Era inmensa
la belleza del jardín en el que me encontraba, y el olor exquisito, había
flores por cualquier dirección en la cual voltearas a ver; un espacio lleno de
luz en medio del oscuro bosque.
Que mas
podría pedir?
Los pájaros
cantaban y se podía escuchar como el agua corría por el río, tan aprisa, y tan
lento a la vez, sin un rumbo fijo, era libre, yo era libre como el agua y como
el viento;
cómo el agua, por que iba a donde quería, siendo lento o rápido el ritmo; tan hermosa como destructiva;
cómo el agua, por que iba a donde quería, siendo lento o rápido el ritmo; tan hermosa como destructiva;
Y como el
viento, por que podía ir a la dirección en la que quería, tan ligero, sin que
nadie pudiese atarle, dañarle.
Ambos eran
igual de destructivos y devastadores, mortales si no se les tiene cuidado,
incluso antes era el respeto.
Como yo en
ciertos momentos, hay flora piadosa y
favorecedora como las hay mortales, mortíferas y perniciosas.
El cielo
brillaba con intensidad, asta que de pronto se nubló, se torno completamente
negro.
El cielo ya
no era azul, ni las nubes blancas, ahora se tornaron rojas.
Todo era
oscuridad.
A donde se
fue toda la belleza?
En
segundos, todo fue silencio.
Estaba
sentada en medio del todo, pensando en la nada.
Todo pasó
tan rápido, que deje de respirar.
No
parpadeaba.
Mi corazón
dejo de latir.
Podía ver como
el fuego consumía el húmedo bosque.
Escuchaba
el sonido de maquinas y de cientos de hombres destruyendo mi hermoso santuario,
éste fue desapareciendo.
En pocos
segundos era imposible respirar, pues el aire estaba impregnado por humo
toxico,
Todos pasaban
y me miraban,
Esperando a
que reaccionara, haciéndome señas y gritándome una infinidad de cosas.
Fue cuando
reaccione y me di cuenta que estaba llorando.
Me dolía ver
como los árboles caían al suelo, ese ruido todo se veía ahora rojo.
Mi corazón
se encogía al ver aquella terrible, horrible escena de terror, como los
animales morían, pues corrían, y eran aplastados por los árboles que caían, o
por las maquinas que pasaban, al igual simplemente caían desmayados, como los
pájaros se desplomaban del cielo y yo no podía hacer nada para evitarlo.
Gritaba,
pero no me escuchaba.
¿Por que
ocurría todo esto?
¿Por que a
mi?
¿Por que
ahora?
Es que, por
mas que trato de pensar, no lo entiendo!
Me eh
quedado sin hogar.
Me levante
de entre las cenizas y las flores ya marchitas, gritaba,
“déjennos
ya!” “lárguense de aquí!”
“regrésenme
mi hogar!”
Fue cuando
un hombre se acercó a mi, mostrándome muchas hojas con dibujos de enormes
edificios y casas,
-será hermoso!

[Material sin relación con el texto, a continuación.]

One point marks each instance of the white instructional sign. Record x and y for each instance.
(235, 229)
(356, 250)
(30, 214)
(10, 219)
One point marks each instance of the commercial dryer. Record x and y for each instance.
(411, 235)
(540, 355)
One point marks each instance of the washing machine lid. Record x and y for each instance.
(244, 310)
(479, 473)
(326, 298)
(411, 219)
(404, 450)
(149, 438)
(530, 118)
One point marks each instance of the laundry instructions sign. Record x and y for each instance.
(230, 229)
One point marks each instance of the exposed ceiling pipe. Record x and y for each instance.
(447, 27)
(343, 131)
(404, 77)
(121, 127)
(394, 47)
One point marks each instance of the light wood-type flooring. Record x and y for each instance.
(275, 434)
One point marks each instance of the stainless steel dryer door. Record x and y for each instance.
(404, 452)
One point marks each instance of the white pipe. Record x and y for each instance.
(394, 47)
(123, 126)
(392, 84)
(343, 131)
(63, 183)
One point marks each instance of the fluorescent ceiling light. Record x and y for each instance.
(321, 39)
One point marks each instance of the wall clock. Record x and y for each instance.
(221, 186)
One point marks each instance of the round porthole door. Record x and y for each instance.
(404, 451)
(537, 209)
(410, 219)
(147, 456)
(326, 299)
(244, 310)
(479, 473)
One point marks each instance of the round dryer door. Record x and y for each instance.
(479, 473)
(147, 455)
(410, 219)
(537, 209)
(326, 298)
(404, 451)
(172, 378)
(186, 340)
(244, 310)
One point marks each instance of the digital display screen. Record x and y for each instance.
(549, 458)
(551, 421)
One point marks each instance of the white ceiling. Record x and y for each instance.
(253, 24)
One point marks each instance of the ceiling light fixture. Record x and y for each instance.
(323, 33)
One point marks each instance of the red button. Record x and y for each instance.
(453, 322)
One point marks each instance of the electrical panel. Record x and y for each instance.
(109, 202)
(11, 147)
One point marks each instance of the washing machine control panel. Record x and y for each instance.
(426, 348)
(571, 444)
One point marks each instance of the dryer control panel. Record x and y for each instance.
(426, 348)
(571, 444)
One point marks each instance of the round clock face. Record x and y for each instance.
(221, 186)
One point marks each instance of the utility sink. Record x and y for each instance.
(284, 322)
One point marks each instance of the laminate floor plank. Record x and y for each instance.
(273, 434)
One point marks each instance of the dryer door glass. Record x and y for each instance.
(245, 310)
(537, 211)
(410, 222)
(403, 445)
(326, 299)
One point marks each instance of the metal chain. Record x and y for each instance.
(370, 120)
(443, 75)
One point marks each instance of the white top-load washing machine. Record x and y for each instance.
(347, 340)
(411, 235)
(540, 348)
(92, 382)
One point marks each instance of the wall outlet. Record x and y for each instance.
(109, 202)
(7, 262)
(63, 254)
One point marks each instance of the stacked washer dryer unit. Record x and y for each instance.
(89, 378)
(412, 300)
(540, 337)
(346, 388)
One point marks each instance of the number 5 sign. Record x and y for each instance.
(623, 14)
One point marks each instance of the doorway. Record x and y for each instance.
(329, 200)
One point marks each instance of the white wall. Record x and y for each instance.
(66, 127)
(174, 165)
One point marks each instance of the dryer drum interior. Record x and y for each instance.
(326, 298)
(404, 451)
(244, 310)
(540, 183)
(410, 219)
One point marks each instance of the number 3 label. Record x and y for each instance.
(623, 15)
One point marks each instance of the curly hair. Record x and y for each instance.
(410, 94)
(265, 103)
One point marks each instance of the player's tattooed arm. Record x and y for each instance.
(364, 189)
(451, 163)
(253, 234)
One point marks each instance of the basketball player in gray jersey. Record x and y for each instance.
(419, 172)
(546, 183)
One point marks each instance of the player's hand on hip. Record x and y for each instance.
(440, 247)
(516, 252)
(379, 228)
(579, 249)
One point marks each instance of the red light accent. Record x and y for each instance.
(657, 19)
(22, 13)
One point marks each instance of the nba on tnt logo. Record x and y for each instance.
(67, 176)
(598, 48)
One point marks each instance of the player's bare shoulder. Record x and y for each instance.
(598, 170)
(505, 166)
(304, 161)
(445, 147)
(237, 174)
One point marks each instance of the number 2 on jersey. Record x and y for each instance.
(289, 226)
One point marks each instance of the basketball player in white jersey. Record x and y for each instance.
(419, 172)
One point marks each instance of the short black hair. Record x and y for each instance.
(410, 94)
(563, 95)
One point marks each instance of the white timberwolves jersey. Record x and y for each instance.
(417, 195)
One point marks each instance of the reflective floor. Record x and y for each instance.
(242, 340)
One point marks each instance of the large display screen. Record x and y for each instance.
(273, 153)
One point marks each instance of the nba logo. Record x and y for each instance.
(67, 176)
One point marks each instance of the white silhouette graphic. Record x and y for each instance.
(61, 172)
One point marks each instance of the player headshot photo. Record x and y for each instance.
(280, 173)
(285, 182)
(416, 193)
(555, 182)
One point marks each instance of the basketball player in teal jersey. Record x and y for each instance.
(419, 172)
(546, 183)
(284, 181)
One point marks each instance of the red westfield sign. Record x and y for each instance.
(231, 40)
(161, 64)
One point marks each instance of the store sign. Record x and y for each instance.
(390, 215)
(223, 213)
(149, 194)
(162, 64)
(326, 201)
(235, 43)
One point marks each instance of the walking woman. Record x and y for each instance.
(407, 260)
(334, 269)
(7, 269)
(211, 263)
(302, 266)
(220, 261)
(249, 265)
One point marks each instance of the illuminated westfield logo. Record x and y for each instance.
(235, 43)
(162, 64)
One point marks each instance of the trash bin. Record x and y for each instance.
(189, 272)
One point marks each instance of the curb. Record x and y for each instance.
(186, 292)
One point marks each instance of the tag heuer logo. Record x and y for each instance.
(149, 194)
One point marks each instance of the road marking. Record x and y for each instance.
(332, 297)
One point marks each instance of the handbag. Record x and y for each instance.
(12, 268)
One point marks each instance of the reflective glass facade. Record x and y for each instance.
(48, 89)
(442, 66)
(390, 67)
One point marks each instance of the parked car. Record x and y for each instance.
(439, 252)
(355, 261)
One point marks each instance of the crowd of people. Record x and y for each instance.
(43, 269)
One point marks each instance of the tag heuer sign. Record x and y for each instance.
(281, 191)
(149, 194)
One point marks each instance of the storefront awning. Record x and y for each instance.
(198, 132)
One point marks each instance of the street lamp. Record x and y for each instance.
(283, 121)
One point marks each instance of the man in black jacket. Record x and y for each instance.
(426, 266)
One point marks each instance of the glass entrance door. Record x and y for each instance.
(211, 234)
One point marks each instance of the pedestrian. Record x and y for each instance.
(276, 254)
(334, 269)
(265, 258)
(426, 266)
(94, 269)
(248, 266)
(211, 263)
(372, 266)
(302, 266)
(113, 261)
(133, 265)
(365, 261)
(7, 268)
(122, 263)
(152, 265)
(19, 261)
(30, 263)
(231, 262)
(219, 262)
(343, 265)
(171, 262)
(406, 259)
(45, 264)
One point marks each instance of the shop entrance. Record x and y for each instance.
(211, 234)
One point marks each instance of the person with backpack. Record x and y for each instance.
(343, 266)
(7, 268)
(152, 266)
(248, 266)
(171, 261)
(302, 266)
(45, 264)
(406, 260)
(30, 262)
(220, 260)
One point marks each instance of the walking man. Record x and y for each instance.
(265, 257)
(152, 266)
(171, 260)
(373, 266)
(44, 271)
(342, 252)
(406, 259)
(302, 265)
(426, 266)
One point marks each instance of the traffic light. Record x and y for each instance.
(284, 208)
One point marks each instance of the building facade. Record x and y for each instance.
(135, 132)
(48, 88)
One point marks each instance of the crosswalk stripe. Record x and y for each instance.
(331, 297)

Dijo él-.
Miraba a mi
alrededor, y recordaba lo perfecto que era antes todo.
Miraba las
maquinas quitando todo a su paso, a los hombres talando los árboles.
La
depresión me derribó, caí de rodillas, ya no sentí dolor, nada.
Moría junto
a mi santuario.
-no, no lo entiendo, ustedes son muy
tontos- mi voz apenas se escuchó, él solo me miró algo confundido.
-por que?- masculló.
-por que destruyen algo PERFECTO
para hacerlo, simplemente hermoso?-
Él al
parecer no comprendió.
Cerré los
ojos, derramando cientos de lagrimas.
Mi corazón
dejo de latir por completo y suspiré por ultima vez.
-perdónalos Dios, señor mío, ellos,
no saben lo que hacen-
Deje de
escuchar todo el ruido.
Sentía
miles de pasos, reemplazándolos por el palpitar de mi corazón, solo se acercaban
cada vez mas.
-idiota! No sabes acaso lo que
haces? Llama a urgencias!-
-acaso esta muerta?-
-que es lo que ocurre?-
Gritaban a
mi alrededor sin cesar .
Sentía mi
corazón latir nuevamente, mi cuerpo y mi ser eran cálidos
nuevamente.
Abrí mis
ojos y vi mi santuario, reparado, volvió a nacer.
Olía a
rosas y a lavanda, a hiervas frescas.
Y todos
aquellos animales que en aquel bosque habitaban, ahí se encontraban, todo es perfecto ahora,
nuevamente.
Aunque,
siento un gran hueco, un enorme vacío, como si una parte de mi hubiese muerto.